Most analysts in the mainstream of continental industry opinion still reckon only a gentle decline is likely over the next year.
One explanation for resilient morale is the high level from which the prices dropped. Even after the mid August shakeout, processors in nearly all states were having to pay at least 10% more than a year earlier, and in several countries farmgate returns remained 20% above those of summer 2000.
In other words, the previous prices had been generally regarded as unsustainable, so the downturn could be interpreted as merely a predictable and necessary correction bringing the market back to something like reality.
Moreover, because the correction was expected as the market's assertion of economic rationality, it conferred on the post-shakeout prices the status of authoritative leading indicators, in effect promising traders there would be no nasty surprises now that legitimate value in terms of available supply and demand had been re-established.
This supposedly means the price distortions caused since last autumn by BSE and FMD (and by swine fever in Spain) no longer afflict the EU pigmeat market severely, and for the next year or so prices will move modestly in response to influences such as the likely slight increase in production and the probable deterioration in export competitiveness as the US dollar weakens.

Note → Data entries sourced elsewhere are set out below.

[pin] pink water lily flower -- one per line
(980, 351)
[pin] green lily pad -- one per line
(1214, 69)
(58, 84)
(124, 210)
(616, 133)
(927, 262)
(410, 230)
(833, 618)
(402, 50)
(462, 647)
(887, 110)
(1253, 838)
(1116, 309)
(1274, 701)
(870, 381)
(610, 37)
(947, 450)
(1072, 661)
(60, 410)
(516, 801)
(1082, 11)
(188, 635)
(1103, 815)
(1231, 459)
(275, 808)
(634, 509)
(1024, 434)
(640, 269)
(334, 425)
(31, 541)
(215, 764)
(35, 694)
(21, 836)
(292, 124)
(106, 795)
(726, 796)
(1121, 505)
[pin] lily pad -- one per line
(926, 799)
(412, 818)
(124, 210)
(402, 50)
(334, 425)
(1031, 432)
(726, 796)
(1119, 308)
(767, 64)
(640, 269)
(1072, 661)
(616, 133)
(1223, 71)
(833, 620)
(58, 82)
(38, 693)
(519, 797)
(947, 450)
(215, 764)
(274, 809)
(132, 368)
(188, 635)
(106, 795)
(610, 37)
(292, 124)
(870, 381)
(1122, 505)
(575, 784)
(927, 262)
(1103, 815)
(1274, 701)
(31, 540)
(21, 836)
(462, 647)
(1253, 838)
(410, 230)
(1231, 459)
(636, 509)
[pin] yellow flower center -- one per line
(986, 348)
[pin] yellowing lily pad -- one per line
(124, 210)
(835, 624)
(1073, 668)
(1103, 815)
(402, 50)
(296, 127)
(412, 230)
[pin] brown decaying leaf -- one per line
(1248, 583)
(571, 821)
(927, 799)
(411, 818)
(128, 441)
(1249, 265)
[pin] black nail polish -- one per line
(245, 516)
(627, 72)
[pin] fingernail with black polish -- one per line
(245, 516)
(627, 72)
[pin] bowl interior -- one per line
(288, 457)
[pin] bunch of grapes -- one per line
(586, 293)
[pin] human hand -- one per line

Yet still it is possible to detect hints of trouble, one illustrated by the chart showing pig prices in the UK and in the other EU markets of most relevance to the trade here.
Why is the UK price now significantly below the EU average, instead of at its usual premium? This is especially odd as production here has dropped sharply.
The three weakest markets for pigs are in the UK, Ireland and the Netherlands, and these are also the poorest performers in terms of slaughterings.
On the face of it the supply/price relationship is perverse, implying either that the other major markets are still overvalued, or the UK, Irish and Dutch prices must bounce.